Interrogés sur la gravité potentielle de leurs troubles, la proportion d'inquiets était un peu plus importante, variant entre 11 % pour des modifications de grain de beauté à 41 % pour des douleurs inexpliquées. C'est aussi dans ce dernier cas, même si personne ne pensait au cancer, que l'avis d'un médecin a été le plus souvent requis: sept fois sur dix. Or il s'agit de l'un des dix signes d'alarme le plus souvent rapportés (15 % des personnes), derrière les modifications du transit digestif (18 %) et l'enrouement ou la toux persistante (20 %).

Plus étonnant, seulement une personne sur quatre ayant eu un saignement inexplicable au cours des trois derniers mois a envisagé que ce soit grave, en dépit des nombreux messages de santé publique sur le dépistage du cancer colorectal.

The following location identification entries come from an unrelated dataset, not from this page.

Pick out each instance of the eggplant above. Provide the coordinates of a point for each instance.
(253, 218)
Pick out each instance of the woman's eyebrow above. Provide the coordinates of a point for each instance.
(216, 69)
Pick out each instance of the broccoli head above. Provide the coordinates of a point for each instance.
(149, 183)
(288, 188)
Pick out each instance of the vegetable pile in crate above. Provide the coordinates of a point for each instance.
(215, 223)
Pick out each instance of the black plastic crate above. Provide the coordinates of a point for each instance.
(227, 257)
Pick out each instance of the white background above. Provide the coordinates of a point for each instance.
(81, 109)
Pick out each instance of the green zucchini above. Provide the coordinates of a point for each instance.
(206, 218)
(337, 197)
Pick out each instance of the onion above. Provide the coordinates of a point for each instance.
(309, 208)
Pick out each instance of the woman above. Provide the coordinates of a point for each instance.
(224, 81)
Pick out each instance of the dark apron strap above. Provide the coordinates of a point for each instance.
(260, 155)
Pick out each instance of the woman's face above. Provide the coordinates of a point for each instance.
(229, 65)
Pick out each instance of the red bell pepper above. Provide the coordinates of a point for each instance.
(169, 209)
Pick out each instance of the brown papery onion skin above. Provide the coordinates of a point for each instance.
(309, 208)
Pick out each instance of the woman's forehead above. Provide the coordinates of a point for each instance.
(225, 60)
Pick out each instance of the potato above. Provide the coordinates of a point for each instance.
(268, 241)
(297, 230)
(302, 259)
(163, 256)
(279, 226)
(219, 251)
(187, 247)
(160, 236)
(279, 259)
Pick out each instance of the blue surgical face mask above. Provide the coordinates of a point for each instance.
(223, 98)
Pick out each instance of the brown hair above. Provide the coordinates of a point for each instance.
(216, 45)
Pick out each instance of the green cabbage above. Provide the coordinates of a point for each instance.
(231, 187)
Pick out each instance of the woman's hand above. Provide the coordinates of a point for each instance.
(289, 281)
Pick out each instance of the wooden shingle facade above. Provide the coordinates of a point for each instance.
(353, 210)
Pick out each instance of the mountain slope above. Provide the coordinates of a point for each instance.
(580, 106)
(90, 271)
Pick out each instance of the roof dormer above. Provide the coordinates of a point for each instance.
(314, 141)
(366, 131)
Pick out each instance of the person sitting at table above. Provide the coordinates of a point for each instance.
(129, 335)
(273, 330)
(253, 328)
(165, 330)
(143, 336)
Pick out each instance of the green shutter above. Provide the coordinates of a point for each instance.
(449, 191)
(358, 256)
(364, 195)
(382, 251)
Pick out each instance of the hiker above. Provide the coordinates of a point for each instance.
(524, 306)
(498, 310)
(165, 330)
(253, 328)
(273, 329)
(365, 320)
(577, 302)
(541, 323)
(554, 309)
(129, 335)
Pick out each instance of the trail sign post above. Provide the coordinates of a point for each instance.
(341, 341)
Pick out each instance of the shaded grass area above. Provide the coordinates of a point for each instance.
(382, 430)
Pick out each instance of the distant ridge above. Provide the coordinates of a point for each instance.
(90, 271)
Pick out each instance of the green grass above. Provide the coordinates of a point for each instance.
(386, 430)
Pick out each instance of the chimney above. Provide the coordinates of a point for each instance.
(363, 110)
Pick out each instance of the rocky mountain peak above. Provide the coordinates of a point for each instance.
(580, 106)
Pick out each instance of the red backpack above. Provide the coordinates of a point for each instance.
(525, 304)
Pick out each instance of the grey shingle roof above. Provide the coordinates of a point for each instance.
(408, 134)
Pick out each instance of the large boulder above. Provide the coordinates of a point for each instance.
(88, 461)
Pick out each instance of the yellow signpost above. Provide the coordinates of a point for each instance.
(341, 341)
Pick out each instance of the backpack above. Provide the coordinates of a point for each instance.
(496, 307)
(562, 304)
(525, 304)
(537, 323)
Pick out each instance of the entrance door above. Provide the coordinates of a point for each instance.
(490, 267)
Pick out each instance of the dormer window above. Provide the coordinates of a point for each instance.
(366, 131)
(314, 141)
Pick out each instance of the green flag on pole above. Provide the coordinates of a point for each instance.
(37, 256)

Une sur deux en a tout de même parlé à son médecin traitant. «Attention à ne pas confondre avec le dépistage organisé, précise Frédéric de Bels, responsable du département dépistage à l'Institut national du cancer. Dans le dépistage, on cherche des anomalies ou un marqueur pronostic qui peut précéder le cancer. On recherche à la fois des lésions précancéreuses et cancéreuses de façon à avoir de l'avance sur l'apparition des symptômes.»

Renouveler le dépistage

D'ailleurs, l'apparition de symptômes doit conduire à consulter, même si l'on participe par ailleurs aux programmes de dépistage organisé des cancers. «Ce n'est pas parce que l'on participe aux dépistages organisés que l'on est protégé», souligne Frédéric de Bels. Un cancer peut (quoique rarement) se manifester dans l'intervalle entre deux examens et bien sûr en dehors de la tranche d'âge ciblée dans le dépistage organisé. De même qu'un cancer colorectal peut ne pas saigner au moment des examens de dépistage en dépit de la précaution de faire plusieurs prélèvements espacés, d'où la nécessité de renouveler régulièrement le dépistage.

À l'inverse, certains dépistages ne sont pas forcément utiles. À l'Institut Gustave-Roussy, le Pr Martin Schlumberger, professeur de cancérologie et directeur de l'École des sciences du cancer, peste par exemple «contre le diagnostic de cancers de la thyroïde ou de la prostate qui n'ont rien de pathologiques». Pour le Pr Schlumberger, rien ne doit être fait de façon sauvage mais toujours en concertation avec le patient.

Le patient, justement. C'est à lui, en dehors donc du contexte du dépistage organisé, de repérer les signes potentiellement révélateurs de cancer. À charge ensuite pour le médecin de poser un diagnostic précis. «Il faut retenir que l'apparition soudaine d'un symptôme, son caractère inhabituel, persistant ou tout simplement inexpliqué doit mener chez le médecin», résume Frédéric de Bels.

Ne pas non plus se précipiter trop vite et sans avis médical sur une explication rassurante: un saignement rectal n'est pas forcément le signe d'hémorroïdes et si un amaigrissement peut être causé par un manque d'appétit, ce dernier peut aussi être dû à un cancer non diagnostiqué.